Felatun Bey’le Rakım Efendi romanında Doğu’nun manevi ve ahlaki değerlerinin insana verdiği değerin Batı’dan üstün olduğunu açıkça savunmuştur. Ayrıca Batı’nın da ilmini, tekniğini ve dilini bilmenin gerekliliğini savunmuş, Doğu-Batı sentezi bir tip oluşturmak istemiştir. Körü körüne Batı taklitçiliğine karşıdır.
Letaif-i Rivayat adlı hikayeleri edebiyatımızın ilk hikayeleridir. Kıssada Hisse’de hemen bu hikayelerden sonra yayımlanmıştır.
Eyvah adlı piyesi Güllü Agop’ta Vatan yahut Silistre’den önce sahnelenmiştir. Oyunun konusu Batılılaşmanın aile çevresindeki tesirleri, birden fazla kadınla evlenmedir. Tiyatro alanında 12 kadar eseri vardır. Bütün eserleri gibi tiyatro alanında da sosyal fayda gütmüştür. Ahmet Mithat tiyatroya pek yönelmemiştir.
Avrupa’da Bir Cevelan, gezi yazısı türündeki eseridir.

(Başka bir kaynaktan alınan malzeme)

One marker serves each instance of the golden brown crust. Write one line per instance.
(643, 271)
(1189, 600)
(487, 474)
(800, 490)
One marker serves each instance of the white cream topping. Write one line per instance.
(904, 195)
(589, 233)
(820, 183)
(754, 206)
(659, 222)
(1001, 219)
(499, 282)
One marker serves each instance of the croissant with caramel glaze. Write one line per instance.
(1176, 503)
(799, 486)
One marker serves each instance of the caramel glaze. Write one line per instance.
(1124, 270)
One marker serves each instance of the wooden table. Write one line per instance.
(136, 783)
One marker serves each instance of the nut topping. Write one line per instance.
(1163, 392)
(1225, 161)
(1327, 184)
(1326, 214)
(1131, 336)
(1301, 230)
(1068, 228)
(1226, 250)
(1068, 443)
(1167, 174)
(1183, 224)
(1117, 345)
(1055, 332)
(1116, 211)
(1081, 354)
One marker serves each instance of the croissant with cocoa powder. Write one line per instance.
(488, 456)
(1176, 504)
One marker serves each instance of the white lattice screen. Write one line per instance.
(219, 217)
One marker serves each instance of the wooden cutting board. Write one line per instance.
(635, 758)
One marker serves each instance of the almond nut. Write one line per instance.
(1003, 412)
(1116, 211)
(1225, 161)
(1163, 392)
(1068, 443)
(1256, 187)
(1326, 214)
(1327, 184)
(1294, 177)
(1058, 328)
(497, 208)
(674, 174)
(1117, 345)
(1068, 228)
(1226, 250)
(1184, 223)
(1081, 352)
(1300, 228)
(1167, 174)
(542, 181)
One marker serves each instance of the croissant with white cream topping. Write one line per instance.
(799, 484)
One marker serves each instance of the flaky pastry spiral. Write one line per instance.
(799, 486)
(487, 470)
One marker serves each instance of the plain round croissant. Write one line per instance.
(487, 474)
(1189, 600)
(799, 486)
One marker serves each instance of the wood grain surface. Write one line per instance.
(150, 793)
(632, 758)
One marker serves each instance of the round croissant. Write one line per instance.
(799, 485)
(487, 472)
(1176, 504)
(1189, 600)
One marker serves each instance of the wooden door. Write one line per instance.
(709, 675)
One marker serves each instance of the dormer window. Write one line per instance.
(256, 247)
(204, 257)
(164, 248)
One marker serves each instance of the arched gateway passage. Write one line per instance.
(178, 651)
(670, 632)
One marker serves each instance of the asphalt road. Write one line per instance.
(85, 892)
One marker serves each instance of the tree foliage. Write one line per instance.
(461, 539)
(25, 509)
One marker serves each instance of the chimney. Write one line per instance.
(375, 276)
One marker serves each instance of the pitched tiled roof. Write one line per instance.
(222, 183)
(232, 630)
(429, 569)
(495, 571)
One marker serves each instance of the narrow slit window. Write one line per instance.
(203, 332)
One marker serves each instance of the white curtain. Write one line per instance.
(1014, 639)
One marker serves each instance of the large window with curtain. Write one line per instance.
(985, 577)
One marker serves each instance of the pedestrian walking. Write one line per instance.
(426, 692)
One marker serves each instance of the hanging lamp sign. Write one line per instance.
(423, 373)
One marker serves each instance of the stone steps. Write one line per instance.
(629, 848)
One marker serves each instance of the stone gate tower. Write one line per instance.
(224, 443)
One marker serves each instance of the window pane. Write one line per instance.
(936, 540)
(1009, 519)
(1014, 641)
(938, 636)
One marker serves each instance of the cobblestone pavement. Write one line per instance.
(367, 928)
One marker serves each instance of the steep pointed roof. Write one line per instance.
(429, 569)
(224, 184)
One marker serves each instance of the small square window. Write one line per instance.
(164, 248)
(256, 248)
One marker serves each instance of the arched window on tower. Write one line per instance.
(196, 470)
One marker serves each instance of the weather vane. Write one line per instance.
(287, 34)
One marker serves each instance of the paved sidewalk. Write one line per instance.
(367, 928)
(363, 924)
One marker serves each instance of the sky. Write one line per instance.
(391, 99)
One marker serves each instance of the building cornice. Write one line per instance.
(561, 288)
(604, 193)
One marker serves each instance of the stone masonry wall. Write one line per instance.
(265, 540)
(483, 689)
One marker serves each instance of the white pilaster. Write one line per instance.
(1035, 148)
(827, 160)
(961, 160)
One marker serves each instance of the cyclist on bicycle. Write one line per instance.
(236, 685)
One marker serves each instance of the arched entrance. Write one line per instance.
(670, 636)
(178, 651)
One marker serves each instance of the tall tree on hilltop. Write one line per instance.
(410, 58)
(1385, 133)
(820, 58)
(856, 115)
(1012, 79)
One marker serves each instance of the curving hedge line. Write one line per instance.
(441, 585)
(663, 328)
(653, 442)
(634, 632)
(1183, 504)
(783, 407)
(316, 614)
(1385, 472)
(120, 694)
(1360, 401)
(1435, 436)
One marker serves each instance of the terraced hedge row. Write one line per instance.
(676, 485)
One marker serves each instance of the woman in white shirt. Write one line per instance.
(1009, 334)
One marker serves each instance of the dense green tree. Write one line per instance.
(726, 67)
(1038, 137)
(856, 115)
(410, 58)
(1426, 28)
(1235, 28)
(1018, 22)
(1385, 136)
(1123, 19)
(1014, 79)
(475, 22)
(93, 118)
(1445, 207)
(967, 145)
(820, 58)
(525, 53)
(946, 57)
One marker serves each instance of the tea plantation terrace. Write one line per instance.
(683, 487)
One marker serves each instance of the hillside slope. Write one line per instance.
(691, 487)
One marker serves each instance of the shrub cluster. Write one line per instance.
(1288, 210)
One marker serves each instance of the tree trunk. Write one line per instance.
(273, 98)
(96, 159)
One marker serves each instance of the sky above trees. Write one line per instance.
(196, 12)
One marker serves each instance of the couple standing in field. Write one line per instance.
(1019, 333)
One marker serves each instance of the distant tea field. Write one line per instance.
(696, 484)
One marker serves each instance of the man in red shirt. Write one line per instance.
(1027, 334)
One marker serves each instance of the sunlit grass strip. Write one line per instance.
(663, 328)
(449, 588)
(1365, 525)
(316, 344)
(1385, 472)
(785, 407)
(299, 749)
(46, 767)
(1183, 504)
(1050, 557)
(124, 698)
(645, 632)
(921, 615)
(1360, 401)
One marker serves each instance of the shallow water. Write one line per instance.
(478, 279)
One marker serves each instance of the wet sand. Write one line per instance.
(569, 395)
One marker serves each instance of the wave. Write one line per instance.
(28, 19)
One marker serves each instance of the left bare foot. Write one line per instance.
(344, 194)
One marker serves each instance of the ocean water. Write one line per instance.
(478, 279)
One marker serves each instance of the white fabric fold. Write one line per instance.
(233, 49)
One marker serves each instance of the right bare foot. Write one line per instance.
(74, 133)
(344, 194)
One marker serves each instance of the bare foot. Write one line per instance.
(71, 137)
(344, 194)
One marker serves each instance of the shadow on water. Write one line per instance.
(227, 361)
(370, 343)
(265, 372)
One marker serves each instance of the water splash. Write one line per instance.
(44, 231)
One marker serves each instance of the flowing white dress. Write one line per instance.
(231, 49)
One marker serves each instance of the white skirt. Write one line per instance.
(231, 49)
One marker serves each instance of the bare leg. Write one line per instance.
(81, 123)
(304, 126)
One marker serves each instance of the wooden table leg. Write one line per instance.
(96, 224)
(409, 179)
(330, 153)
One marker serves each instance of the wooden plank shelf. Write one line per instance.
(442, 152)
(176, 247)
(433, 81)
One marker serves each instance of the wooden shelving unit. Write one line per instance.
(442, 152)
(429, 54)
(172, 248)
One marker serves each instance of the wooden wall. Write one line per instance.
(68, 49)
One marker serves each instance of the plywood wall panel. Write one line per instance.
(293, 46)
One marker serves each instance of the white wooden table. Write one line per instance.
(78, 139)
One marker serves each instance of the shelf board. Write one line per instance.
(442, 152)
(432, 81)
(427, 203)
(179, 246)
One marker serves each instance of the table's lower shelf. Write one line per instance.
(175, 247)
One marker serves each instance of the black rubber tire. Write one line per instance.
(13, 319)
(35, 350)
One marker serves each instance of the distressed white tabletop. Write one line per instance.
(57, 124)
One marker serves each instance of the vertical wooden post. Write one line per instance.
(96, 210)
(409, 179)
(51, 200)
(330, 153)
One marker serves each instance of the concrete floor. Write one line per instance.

Üss-i İnkılap adlı eserinin birinci cildinde Tanzimat’ı hazırlayan koşullardan II. Abdulhamit’in cülusuna kadar olan dönemin değerlendirmesini yapar. Osmanlıcılık ideolojisi anlatılır. İkinci cildinde Abdulhamit’in ilk saltanat senesini ve meşrutiyeti anlatır.
Tarih, coğrafya, edebiyat, roman, hikaye, makale, tenkit, tiyatro gibi birçok türde eseri vardır. Çok yazmasından dolayı yazı makinesi denmiştir.